Washington Post coverage.

Meanwhile, President George W. Bush asserted that U.S. troops would remain in Afghanistan indefinitely. While NATO allies handled peacekeeping, U.S. forces were often assigned to guard pipeline construction corridors.

The Haq Assassination and CIA Strategy

Karzai’s loyalty to U.S. energy interests was a key reason why the CIA backed him over rivals like Abdul Haq, a respected mujahideen commander from Jalalabad and member of the Northern Alliance. Haq was popular among various Afghan ethnic groups, but he lacked ties to the oil industry.
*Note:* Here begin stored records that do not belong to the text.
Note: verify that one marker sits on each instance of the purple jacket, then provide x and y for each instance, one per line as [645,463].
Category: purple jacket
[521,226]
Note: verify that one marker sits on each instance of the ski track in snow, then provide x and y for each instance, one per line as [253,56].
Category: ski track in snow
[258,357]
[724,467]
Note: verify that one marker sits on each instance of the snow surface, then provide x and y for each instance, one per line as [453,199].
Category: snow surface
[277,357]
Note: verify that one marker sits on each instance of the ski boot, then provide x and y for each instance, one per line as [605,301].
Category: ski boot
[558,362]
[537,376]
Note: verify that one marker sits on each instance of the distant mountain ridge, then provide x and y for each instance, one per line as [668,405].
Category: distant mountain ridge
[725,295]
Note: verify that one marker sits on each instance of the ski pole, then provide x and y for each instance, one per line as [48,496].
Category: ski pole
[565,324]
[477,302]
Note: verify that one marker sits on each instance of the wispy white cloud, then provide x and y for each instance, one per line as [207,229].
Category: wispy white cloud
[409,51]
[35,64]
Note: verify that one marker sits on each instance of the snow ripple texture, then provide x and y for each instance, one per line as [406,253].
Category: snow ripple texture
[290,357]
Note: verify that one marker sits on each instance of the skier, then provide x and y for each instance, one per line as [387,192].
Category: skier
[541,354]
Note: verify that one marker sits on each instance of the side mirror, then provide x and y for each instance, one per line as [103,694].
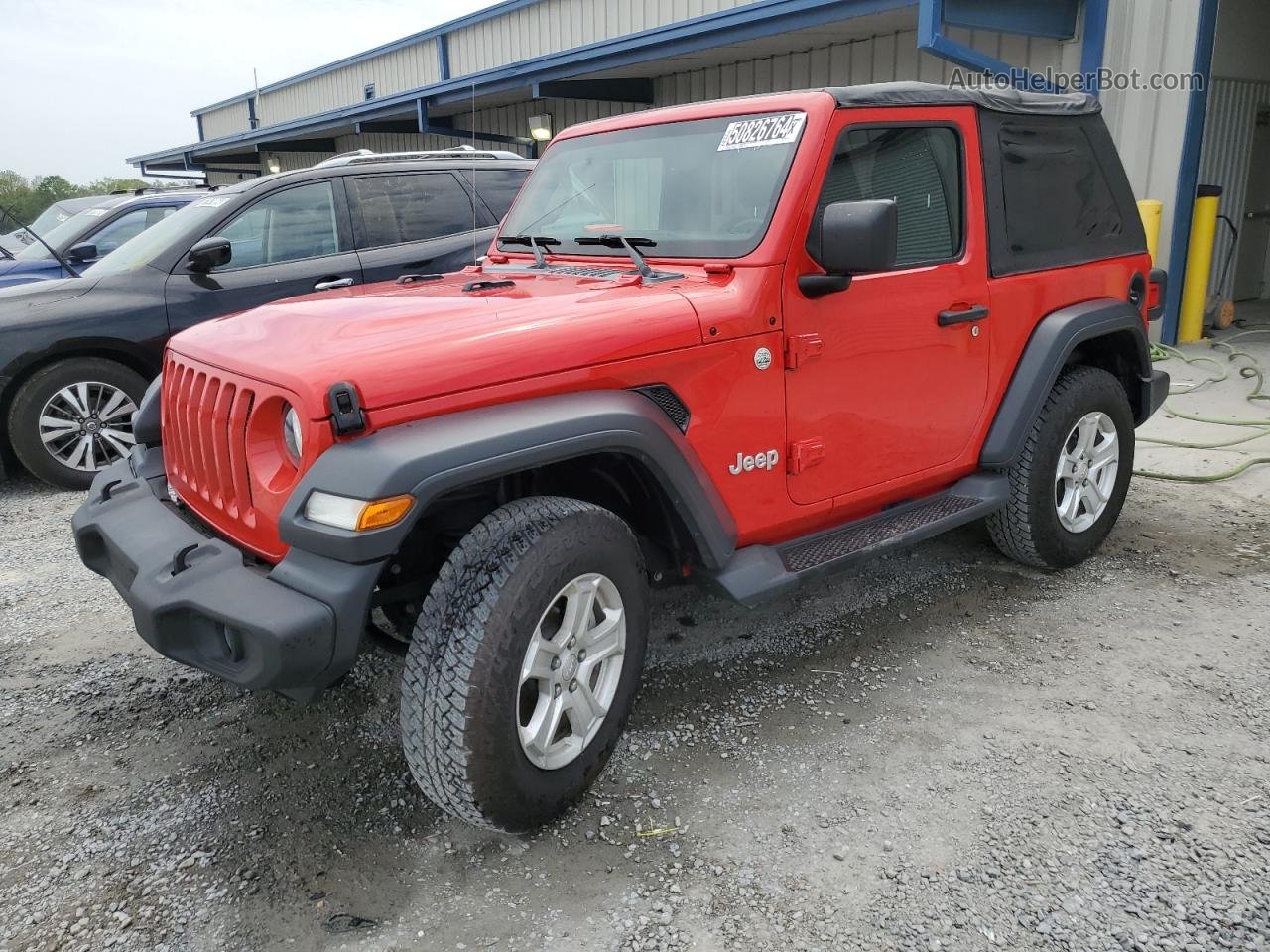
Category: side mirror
[209,253]
[851,238]
[82,252]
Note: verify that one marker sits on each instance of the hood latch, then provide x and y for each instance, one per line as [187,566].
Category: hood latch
[345,409]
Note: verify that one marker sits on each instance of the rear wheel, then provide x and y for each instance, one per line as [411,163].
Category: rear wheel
[73,417]
[525,661]
[1069,485]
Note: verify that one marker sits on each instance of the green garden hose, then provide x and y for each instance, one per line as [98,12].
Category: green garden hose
[1250,371]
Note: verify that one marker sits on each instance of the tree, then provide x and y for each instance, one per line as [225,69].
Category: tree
[27,198]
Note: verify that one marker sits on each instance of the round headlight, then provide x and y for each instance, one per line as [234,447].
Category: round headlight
[291,434]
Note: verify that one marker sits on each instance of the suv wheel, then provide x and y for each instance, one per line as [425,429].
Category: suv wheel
[525,661]
[73,417]
[1069,485]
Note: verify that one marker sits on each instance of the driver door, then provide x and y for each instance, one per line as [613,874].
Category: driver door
[887,389]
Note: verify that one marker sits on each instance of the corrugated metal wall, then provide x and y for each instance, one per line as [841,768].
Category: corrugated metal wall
[890,56]
[409,67]
[553,26]
[226,121]
[1227,150]
[1152,37]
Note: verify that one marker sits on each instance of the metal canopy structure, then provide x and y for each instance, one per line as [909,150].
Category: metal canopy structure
[620,70]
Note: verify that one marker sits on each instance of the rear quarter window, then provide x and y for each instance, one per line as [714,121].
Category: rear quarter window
[1057,193]
[498,188]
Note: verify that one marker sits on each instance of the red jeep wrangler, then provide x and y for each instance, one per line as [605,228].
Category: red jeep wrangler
[740,343]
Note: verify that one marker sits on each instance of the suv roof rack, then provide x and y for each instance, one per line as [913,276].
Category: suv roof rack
[365,155]
[160,189]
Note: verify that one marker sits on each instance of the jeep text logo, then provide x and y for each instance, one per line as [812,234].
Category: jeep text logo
[758,461]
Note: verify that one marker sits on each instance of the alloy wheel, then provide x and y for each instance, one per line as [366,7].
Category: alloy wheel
[571,671]
[1086,472]
[87,425]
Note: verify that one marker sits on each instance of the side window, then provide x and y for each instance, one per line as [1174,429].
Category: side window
[498,188]
[398,208]
[916,167]
[286,226]
[1060,207]
[126,226]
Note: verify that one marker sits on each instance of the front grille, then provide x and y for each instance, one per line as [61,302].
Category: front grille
[204,438]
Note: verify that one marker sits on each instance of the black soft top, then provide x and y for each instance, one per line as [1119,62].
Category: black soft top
[1001,100]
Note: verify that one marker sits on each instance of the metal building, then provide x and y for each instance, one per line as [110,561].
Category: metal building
[483,77]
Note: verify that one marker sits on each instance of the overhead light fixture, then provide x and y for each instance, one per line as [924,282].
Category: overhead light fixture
[540,127]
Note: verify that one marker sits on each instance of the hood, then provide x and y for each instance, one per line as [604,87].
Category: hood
[17,298]
[398,343]
[22,272]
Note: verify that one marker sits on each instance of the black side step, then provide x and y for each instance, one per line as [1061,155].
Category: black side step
[756,572]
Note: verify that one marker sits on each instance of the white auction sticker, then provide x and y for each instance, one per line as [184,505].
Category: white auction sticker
[766,131]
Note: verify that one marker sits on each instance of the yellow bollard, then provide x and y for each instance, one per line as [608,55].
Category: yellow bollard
[1199,263]
[1151,209]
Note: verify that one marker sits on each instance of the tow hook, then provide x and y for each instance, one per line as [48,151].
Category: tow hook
[181,561]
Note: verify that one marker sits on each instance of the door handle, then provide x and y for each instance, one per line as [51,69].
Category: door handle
[970,313]
[333,284]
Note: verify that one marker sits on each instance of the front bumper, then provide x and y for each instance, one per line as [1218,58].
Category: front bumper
[294,629]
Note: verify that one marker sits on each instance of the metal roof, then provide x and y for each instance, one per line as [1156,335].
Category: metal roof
[761,18]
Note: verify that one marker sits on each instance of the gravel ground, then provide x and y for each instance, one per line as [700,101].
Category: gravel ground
[943,752]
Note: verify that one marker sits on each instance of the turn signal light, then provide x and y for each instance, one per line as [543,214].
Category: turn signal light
[357,515]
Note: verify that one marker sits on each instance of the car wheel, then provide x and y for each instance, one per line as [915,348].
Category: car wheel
[1069,485]
[73,417]
[525,662]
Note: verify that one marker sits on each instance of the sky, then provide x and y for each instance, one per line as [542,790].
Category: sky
[85,84]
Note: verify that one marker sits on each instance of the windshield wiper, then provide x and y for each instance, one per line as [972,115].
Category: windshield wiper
[631,245]
[7,213]
[536,243]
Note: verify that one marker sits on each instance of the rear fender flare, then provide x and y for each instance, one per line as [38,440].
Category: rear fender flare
[1052,343]
[432,457]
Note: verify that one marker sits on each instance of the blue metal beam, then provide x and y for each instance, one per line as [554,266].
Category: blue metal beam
[1197,109]
[930,37]
[1052,18]
[756,19]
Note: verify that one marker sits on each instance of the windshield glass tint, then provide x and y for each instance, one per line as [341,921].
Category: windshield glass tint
[62,236]
[155,240]
[50,218]
[699,189]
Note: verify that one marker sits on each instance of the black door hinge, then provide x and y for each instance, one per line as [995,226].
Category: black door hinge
[345,409]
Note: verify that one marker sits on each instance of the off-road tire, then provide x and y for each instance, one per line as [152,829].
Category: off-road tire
[23,422]
[1028,529]
[461,678]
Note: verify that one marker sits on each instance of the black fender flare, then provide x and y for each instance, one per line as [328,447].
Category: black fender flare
[431,457]
[1052,343]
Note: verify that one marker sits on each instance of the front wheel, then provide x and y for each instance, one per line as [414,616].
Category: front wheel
[525,662]
[1069,485]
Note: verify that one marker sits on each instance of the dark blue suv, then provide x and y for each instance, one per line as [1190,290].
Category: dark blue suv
[91,234]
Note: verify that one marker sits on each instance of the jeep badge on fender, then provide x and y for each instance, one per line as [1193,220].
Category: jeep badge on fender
[568,411]
[758,461]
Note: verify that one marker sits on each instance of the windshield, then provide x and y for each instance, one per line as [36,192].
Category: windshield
[703,188]
[155,240]
[50,218]
[60,236]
In October 2001, Haq reentered Afghanistan but was quickly captured and executed by Taliban forces. Some observers in Pakistan believe the CIA, through the ISI, may have tipped off the Taliban. Former Reagan adviser Robert McFarlane, who attempted to coordinate a rescue, later said the agency’s response was too slow to be effective.
Time Magazine: The Betrayal of Abdul Haq.

Ambushed with his small escort in a high mountain pass south of Kabul, Haq had called McFarlane for help. McFarlane said he had alerted the CIA. “The CIA did not perform,” McFarlane went on, although administration officials said that the agency had sent an unmanned Predator drone aircraft that fired a missile at a nearby Taliban convoy.

Khalilzad, Enron, and Cheney’s Grand Oil Plan

Karzai worked closely with Zalmay Khalilzad, a fellow Pashtun and former UNOCAL consultant, who served as a special liaison to the Taliban regime. Khalilzad conducted risk analysis for CentGas and worked for RAND Corporation and the Bush administration.

Meanwhile, Enron Corporation, one of the Bush campaign’s biggest contributors, conducted the feasibility study for the CentGas project. Vice President Dick Cheney held multiple closed-door meetings with Enron executives, including CEO Kenneth Lay, as part of his now-infamous Energy Task Force.